I notice top schools offer financial assistance for PhD. The bad news is, this makes admission for PhD at top school extremely competitive.
Do you know if my chances will be improved if I say in my SOP that I don’t need financial assistance?
And any reputable program is going to pay your tuition and give you a stipend, that is just how it works. You don’t want to go to program that doesn’t.
If you are worried about admissions, then focus on becoming a stronger candidate. Relevant research experience and work experience helps a lot.
You can self-fund an MA degree and some intuitions may accept you based on that, but that’s because self-paying for a graduate degree is (excluding professional degrees) by and large not good for you and only good for the university (they make money off you).
A PhD degree is about doing research and becoming a scholar (regardless of how you eventually use what you learn), so a school needs to be committed enough to your learning to pay for it and support you financially. They pay for basically everyone who attends because that’s the way the system works.
What you said guys makes sense … But I notice some universities like Columbia university says in their FAQ that it might help if you don’t need funding for PhD.
Also, I saw some post on internet someone received an offer for PhD at Ohio state university without funding.
There is a bit of nuance to this question, although I 100% agree with all of the posters here in saying that you shouldn’t attend a fully funded PhD program.
That can be true, but 9 times out of 10 this refers to people who are being externally funded for a PhD by an outside agency. An example would be a student who wins an NSF Graduate Research Fellowship or a Hertz Fellowship, or is being funded by Gates Millennium, or their home country or a nonprofit foundation or their employer is funding their PhD. This usually does not refer to students who are planning on paying for their PhD out of their pocket through loans and personal resources.
Yes, offers for doctoral degree study without funding are actually not all that uncommon. Many lower-tier programs cannot afford to find some or any of their students, so they don’t offer funding. And even some top-tier programs will admit a few students a year without funding. My program was a top 10 program in my field and we did admit 1-2 students in some years without funding. The professors in my own department advised those students NOT to take the offers.
Programs that don’t offer funding to any or most of their students are usually lower-ranked programs, where the education is of questionable quality. It’s also an indication of the resources in the department. If the department can’t even do something as basic as fund your attendance, they may not be able to do things like cover seed research funding for students and professors or pay for conference travel. You will be competing in the academic market with PhD graduates who DID have those things at their campuses, which puts you at a disadvantage from day one. Don’t do that to yourself.

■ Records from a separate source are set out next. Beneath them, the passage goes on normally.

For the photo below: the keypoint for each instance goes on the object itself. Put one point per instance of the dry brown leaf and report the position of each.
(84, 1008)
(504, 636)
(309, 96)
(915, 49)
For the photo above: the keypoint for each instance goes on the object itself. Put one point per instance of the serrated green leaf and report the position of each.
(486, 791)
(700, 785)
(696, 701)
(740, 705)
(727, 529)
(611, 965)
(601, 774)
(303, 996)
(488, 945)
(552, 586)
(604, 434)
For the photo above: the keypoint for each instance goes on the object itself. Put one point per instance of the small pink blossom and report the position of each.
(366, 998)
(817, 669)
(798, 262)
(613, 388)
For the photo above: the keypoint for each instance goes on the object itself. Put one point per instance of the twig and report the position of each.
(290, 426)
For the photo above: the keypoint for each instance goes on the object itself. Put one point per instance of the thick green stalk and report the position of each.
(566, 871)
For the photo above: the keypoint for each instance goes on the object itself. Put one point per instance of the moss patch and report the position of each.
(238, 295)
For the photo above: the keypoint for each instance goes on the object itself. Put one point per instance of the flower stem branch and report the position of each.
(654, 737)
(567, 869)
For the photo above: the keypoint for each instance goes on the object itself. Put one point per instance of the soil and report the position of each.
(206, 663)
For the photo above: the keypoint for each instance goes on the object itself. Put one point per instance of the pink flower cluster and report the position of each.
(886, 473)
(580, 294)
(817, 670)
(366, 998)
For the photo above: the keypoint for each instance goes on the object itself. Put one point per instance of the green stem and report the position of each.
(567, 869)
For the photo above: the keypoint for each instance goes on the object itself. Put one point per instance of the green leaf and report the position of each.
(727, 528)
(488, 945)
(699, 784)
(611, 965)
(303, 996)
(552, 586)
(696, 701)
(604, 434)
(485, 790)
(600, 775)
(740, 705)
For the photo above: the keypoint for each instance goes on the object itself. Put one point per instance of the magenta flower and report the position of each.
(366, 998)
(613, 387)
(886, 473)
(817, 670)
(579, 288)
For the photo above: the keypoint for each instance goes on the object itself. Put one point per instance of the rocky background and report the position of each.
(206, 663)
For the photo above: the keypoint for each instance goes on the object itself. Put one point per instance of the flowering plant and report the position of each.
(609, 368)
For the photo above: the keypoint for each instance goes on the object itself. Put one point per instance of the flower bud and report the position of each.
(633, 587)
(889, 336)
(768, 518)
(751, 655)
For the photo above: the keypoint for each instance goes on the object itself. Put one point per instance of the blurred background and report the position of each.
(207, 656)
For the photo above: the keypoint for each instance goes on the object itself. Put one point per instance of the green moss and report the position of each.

The same thing applies to programs at which you are not funded, but becomes an even more difficult problem because those comparisons happen inside your own department! Students who are admitted without funding in departments that fund almost all students* are virtually always the weakest students in the cohort - and everyone will know that from the outset. Professors, students, administrators. It puts you at a disadvantage against your peers in competing for resources and research support later on. Professors may not want to advise you because your funding is tenuous - what if you run out of money and drop out in year 2 or 3? Or they may realize that you’ll eventually have to take a job and work, which will diminish the time you can spend in the lab. Or they may simply have at least somewhat justified biases against students who are admitted with no funding, because funding always goes to the best students first. And if you do have to work or otherwise hustle to make money to support yourself, you’re already disadvantaging yourself against your colleagues and peers at your own department and others who are going to be spending that time publishing, presenting and networking. It also introduces a whole new level of stress that you really don’t need.
*I’m not talking about situations in which students come in externally funded. I’m talking about students who are offered no funding and are paying from personal resources. If you truly don’t need funding because you have external funding from a company, a government, an agency, a foundation, etc…that’s completely different and can totally work in your favor.
Also, I made a pretty significant typo in the first sentence - I meant to say “I 100% agree with all of the posters here in saying that you should ONLY attend a fully funded PhD program.”